There are of course practices which can still thrive with a single visualiser using a desktop to produce still images. Problems arise however when scaling comes in, when the need changes from a still image to a video, or to explorable virtual content. These bring with them huge amounts of additional data, which can clog up the whole pipeline.

One natural tried and tested solution is a render farm. Obviously, there’s a large capital expenditure cost with this route, along with considerations like the space to physically house the servers, the expense of powering and cooling it all, centralised storage and the expertise to manage the whole thing effectively.

But even a render farm brings with it a range of challenging decisions to make. Should it be based on traditional CPU; or the more memory-limited, less versatile but better at rendering GPU; or the newer XPU, specialist softwares that combine CPU and GPU? And beyond that, how quickly will renders be needed? Is it better to prepare for quick turnaround with more servers on hand, or fewer servers that are used more often but take longer?
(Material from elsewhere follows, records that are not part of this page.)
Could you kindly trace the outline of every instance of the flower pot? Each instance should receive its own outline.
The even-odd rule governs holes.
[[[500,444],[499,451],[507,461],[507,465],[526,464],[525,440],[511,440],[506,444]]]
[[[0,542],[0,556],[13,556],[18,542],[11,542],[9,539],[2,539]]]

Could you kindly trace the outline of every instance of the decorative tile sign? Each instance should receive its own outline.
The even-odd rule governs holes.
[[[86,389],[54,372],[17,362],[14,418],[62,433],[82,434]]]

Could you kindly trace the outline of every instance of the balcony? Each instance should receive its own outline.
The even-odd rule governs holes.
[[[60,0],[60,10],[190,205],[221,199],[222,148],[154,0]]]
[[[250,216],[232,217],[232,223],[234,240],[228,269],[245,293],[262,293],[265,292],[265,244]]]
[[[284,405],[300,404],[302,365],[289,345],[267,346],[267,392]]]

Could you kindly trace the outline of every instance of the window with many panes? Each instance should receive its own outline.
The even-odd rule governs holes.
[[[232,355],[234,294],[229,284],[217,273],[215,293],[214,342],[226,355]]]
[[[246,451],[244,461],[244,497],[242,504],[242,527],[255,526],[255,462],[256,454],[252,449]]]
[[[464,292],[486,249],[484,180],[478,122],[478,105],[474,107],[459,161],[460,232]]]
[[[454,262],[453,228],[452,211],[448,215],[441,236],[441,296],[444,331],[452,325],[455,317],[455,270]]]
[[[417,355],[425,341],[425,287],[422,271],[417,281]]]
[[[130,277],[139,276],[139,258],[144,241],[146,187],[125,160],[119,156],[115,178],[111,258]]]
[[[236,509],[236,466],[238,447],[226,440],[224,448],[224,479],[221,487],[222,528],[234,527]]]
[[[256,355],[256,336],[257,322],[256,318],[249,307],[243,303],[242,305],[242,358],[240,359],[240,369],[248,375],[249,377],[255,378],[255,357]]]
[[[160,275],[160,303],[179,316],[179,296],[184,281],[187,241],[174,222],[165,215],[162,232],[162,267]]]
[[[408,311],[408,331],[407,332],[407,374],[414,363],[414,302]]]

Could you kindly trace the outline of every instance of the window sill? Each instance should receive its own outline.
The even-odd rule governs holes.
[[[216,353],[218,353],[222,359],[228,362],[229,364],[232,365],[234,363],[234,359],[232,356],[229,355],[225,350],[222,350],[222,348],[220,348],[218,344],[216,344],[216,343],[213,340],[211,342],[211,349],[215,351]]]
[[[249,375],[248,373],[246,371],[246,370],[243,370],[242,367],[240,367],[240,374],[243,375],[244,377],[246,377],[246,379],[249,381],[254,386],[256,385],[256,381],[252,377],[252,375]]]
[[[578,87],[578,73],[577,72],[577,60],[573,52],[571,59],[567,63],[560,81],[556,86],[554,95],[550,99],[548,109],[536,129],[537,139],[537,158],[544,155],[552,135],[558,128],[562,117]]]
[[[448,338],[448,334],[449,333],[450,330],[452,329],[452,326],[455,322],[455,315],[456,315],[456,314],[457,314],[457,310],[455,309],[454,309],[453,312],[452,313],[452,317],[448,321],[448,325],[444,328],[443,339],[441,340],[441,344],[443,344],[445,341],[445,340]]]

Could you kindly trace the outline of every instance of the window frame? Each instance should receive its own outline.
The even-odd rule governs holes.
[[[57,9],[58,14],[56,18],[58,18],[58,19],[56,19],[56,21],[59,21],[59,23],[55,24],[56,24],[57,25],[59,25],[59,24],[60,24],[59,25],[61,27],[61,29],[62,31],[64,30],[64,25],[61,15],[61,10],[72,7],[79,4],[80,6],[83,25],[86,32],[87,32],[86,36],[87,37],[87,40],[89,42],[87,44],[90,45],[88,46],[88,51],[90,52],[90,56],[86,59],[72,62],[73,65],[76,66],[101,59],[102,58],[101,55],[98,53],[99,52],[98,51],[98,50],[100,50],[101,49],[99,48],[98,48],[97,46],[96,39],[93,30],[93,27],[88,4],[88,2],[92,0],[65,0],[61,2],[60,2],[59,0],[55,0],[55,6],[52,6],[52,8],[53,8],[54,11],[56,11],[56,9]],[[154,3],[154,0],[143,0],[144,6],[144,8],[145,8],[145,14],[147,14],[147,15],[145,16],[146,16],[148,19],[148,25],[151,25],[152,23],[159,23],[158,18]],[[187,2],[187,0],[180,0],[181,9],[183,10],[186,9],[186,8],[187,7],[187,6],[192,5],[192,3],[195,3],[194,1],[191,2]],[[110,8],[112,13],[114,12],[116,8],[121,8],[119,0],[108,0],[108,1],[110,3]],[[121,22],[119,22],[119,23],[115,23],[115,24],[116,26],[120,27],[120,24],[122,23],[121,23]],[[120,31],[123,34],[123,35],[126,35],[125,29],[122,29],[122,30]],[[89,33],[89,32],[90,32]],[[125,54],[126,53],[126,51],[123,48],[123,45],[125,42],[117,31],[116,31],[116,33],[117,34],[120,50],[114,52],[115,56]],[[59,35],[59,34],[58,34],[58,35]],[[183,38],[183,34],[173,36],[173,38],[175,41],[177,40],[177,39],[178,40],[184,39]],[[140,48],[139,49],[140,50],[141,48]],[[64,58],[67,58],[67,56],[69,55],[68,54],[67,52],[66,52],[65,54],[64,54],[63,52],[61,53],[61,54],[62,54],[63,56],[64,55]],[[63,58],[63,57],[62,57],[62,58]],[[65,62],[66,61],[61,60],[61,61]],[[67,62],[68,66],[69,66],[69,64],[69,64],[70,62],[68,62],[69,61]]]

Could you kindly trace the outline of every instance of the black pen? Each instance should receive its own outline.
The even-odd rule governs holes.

An alternative is to utilise cloud render farms to provide the computing power needed to render these detailed images. Although viable, there are potential issues, including the rough edges between differing versions of software/plugins on workstations and the cloud render servers, and perhaps more importantly the lack of control the visualiser has between sending the files for rendering, and seeing the results hours later. This ‘fire and forget’ way of rendering can prove costly if, for example, an essential texture-map file is missing. The render will be inaccurate and need to be redone – costly in terms of both money and time.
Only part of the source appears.